Extremely simple and fast, requiring no model training. Works well when the time series has a strong and consistent seasonal pattern.

Use Cases

Best suited for time series with clear, stable seasonal patterns and when simplicity and speed are prioritized over precision.

  1. Prophet Description: Developed by Facebook, Prophet is designed for forecasting with daily observations that display patterns on different time scales. It works well with time series that have strong seasonal effects and several seasons of historical data. Prophet is robust to missing data and shifts in the trend. Strengths: Handles outliers well, and its additive model makes it more flexible than multiplicative approaches. It can incorporate holidays and events, making it suitable for more complex scenarios. Use Cases: Ideal for daily time series with multiple seasonality patterns, holidays, and events. Useful in business metrics forecasting, such as sales and website traffic.

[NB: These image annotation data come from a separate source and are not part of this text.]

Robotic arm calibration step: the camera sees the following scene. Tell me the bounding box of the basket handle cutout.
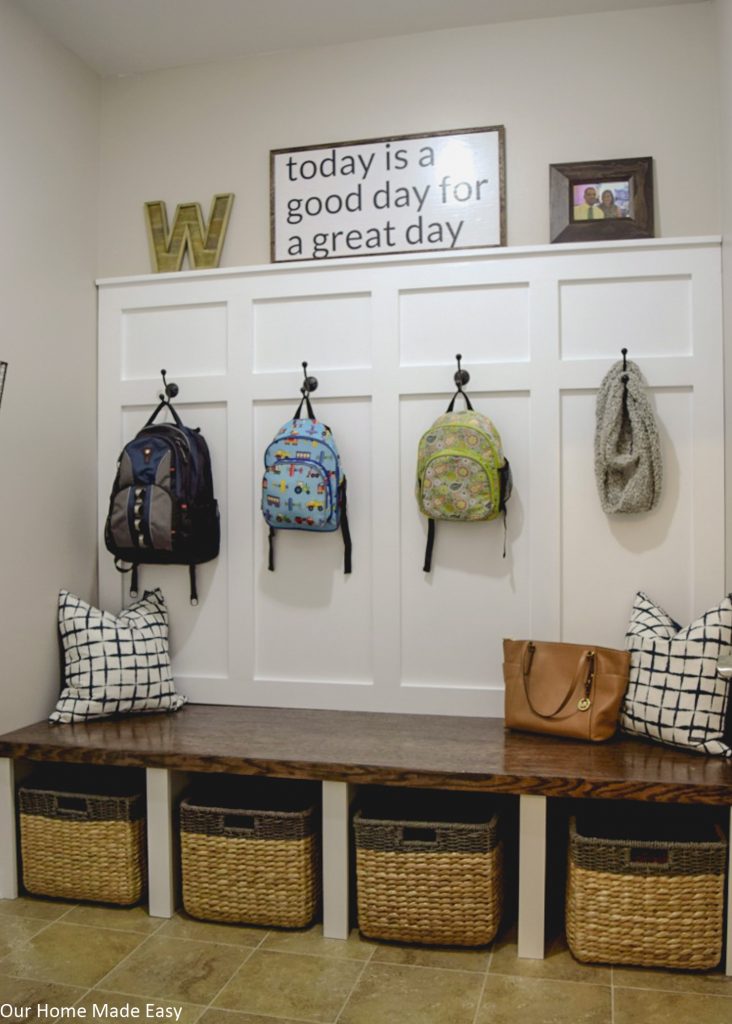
[630,846,669,865]
[401,825,437,846]
[223,814,255,833]
[56,796,87,817]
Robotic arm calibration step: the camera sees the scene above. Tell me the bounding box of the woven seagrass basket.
[180,779,320,928]
[566,808,727,970]
[18,771,146,906]
[353,794,503,946]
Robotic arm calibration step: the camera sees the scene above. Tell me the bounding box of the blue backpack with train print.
[262,393,351,572]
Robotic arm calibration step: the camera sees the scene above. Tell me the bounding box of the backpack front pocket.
[262,458,338,529]
[419,451,499,520]
[107,484,175,551]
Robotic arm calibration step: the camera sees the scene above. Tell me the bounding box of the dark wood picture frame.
[549,157,653,242]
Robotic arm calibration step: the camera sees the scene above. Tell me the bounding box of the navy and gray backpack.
[104,389,220,604]
[262,392,351,572]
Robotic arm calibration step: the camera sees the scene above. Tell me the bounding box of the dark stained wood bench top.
[0,705,732,804]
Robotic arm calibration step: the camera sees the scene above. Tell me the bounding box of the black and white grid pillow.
[48,590,186,722]
[620,593,732,757]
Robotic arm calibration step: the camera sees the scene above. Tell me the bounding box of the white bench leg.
[725,807,732,975]
[518,796,547,959]
[322,782,353,939]
[0,758,17,899]
[145,768,187,918]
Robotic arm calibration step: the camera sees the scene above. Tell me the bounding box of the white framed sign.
[269,125,506,263]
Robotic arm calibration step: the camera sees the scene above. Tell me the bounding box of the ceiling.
[13,0,703,76]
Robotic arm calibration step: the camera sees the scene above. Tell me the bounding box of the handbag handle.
[521,640,595,718]
[145,398,183,427]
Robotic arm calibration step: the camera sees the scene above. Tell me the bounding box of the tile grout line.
[196,932,259,1020]
[473,942,493,1024]
[333,933,376,1024]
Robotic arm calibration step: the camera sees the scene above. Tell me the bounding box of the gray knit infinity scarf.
[595,359,662,513]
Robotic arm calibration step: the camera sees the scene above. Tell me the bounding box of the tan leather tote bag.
[504,640,631,741]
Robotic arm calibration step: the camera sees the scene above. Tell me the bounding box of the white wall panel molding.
[99,239,724,716]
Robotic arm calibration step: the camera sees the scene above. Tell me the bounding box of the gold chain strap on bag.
[504,640,631,741]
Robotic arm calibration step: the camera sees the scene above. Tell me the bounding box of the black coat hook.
[453,352,470,391]
[160,370,179,401]
[300,362,317,397]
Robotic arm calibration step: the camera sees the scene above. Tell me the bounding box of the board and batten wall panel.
[94,239,724,717]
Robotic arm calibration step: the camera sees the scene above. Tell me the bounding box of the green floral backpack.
[417,385,513,572]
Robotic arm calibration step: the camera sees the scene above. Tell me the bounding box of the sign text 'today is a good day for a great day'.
[271,128,505,262]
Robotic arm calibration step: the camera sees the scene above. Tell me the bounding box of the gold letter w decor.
[145,193,233,273]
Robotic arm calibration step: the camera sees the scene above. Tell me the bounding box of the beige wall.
[716,0,732,590]
[99,3,720,276]
[0,0,99,731]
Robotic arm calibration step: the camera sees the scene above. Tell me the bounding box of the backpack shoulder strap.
[446,387,473,413]
[341,477,351,573]
[422,519,435,572]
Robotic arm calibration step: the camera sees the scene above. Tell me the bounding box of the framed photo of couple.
[549,157,653,242]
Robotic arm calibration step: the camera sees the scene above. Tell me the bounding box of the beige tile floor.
[0,898,732,1024]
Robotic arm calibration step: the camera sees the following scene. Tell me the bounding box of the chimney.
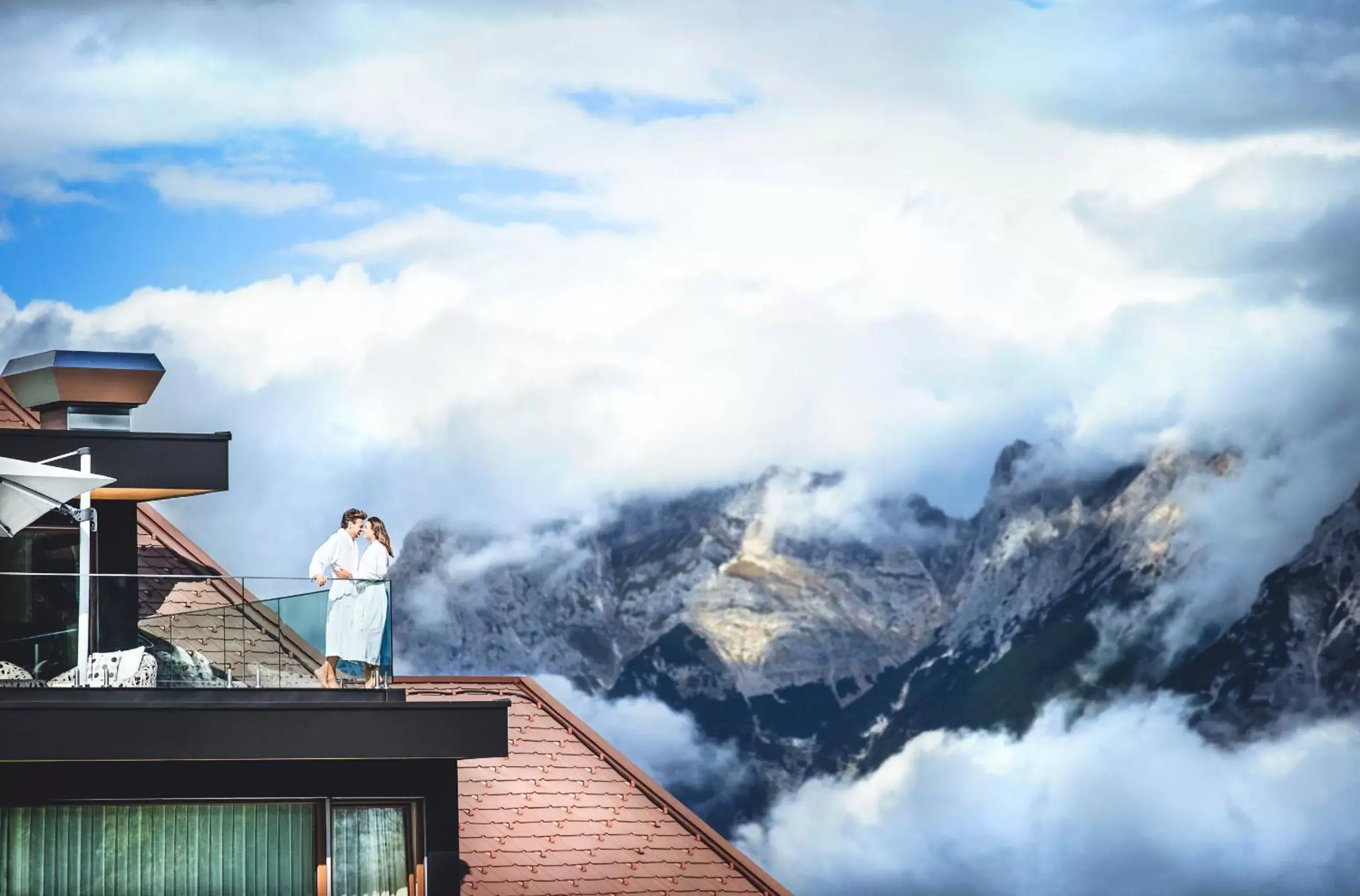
[0,350,166,430]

  2. ExponentialSmoothing Description: Exponential Smoothing models data by applying exponentially decreasing weights over time. It includes Simple Exponential Smoothing, Holt’s Linear Trend method, and Holt-Winters Seasonal method, allowing it to handle time series data with and without trends and/or seasonal components. Strengths: Versatile, with the ability to model time series data with various combinations of trend and seasonality. Parameters can be optimized to fit a wide range of time series patterns. Use Cases: Applicable to a broad range of time series data, especially when the data exhibits trends and seasonality. Useful in inventory demand forecasting.

  3. NaiveDrift Description: NaiveDrift is a simple forecasting method that assumes a linear trend (drift) based on the change between the first and last observation. The forecast is then a continuation of this trend into the future. Strengths: Simplicity and speed, with no need for model training. Can capture linear trends in the data. Use Cases: Suitable for time series with a linear trend and when a quick, simple baseline model is needed for comparison.